Statistics for the 2011 Regents and New Century Scholarships were recently made available. SHS once again tops the charts for both scholarships.
Nebo District had a total number of 94 scholarship recipients; out of that number an impressive 43 scholarship recipients were from Springville High school. Regents Scholarship award recipients must complete rigorous coursework while maintaining a 3.5 GPA and scoring a 26 on the ACT for the exemplary award and a 3.0 GPA for the base award.
Students qualify for the New Century Scholarship by earning a cumulative minimum high school GPA of 3.5 and completing an associate’s degree by the time they graduate from high school. In Nebo School District 12 applied for the New Century Scholarship and eight scholarships were awarded. Of the eight awarded, four scholarship recipients were from Springville High school.
On Monday, November 7, a banquet was held to honor Springville High’s varsity girls soccer season. At the banquet, players, parents, and coaches celebrated their senior year at Springville High. After a touching slide show showcasing senior girls, the coaches presented awards to the best players in their respective position. Each one gratefully accepted; then, the players awarded their coaches with gifts to thank them for their dedication.

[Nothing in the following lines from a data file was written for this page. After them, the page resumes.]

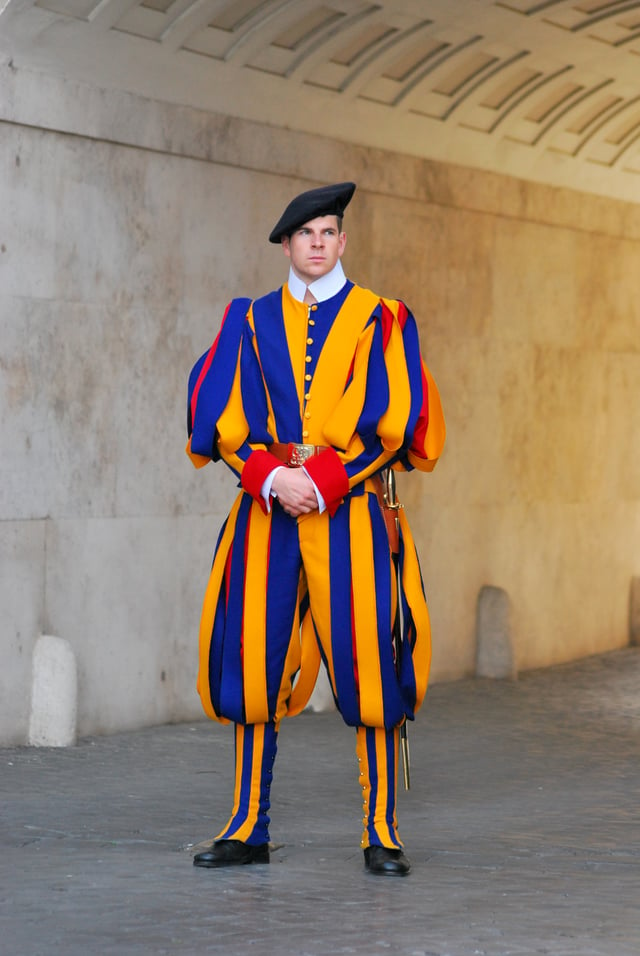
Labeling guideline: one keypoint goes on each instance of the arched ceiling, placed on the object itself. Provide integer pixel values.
(546, 90)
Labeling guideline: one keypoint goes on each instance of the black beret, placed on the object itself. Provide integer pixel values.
(325, 201)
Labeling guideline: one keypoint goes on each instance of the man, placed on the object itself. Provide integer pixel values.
(307, 394)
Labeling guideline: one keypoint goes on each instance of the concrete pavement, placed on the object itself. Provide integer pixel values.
(523, 826)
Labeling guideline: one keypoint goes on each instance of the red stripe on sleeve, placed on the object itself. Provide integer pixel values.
(205, 368)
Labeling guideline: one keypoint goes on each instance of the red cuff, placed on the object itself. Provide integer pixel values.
(258, 465)
(329, 474)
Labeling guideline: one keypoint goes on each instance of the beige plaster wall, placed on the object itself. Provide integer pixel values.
(128, 224)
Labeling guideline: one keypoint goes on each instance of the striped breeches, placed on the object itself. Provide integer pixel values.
(377, 752)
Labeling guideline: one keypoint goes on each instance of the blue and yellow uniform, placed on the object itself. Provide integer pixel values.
(284, 593)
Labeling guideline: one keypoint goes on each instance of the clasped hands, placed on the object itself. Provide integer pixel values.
(295, 491)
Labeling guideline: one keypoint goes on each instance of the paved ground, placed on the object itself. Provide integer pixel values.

At the banquet, All-State team awards were given announced. Megan Marchbanks (Midfield) and Kaisa Goodman (Midfield) received First team, Brooke Lopshire (Defense) and Megan Walker (Defense) received Second team, and Danica Nusink (Keeper) received an Honorable Mention.
Stacy Johnson, manager of the Utah Traffic Safety Program “Zero Fatalities,” brought a powerful message to the students and parents of Springville High school in an after-school assembly on Wednesday, November 2. Johnson told students that the top five behaviors killing teens on the roads today are driving drowsy, driving distracted, driving aggressively, driving impaired and driving unbuckled.
Traffic accidents are the number one cause of over 32,000 teenager deaths each year. Johnson said that teens put their own twist on risky behavior, with the latest being reading and composing text messages while driving. She encourages every student to put their phone down while on the road.
This week at Springville High School, students are participating in the “Don’t Drive Stupid” campaign. Posters warning teens about the dangers of unsafe driving adorn the halls. Students are learning how to be safe on the road by signing pledges to not text and drive and to wear their seat belt.
Springville High’s student council setup a “kissing booth” as part of this week’s activities. The booth opened last Thursday and students came rushing to it to sign their newest pledge—to encourage others to wear their seatbelts in their cars, earning themselves a big fat Hershey’s kiss! The students had a great time committing to their pledge and eating chocolate.
Last Saturday, Springville City held an open house for its new Library. On the outside it doesn’t look that big; but, on the inside, it’s huge. The new library utilizes technology throughout the checkout and return process.
Patrons may check out five books at a time; a machine scans the library card and displays the names of all the checked books on the computer screen.
After a book has been returned through the outside book drop, an underground conveyor belt transports the books to the library foshelving.
The library has invested in many new books. City residents are invited to take a tour of this beautiful new city resource.
On October 26 and 27 Springville High school hosted a haunted hay ride to collect canned food for the Utah Food Bank. Students paid $5 or 5 cans of food to ride into the zombie forest in which they would complete a zombie walk and then ride to the insane asylum. Finally, students enjoyed hot chocolate and a donut.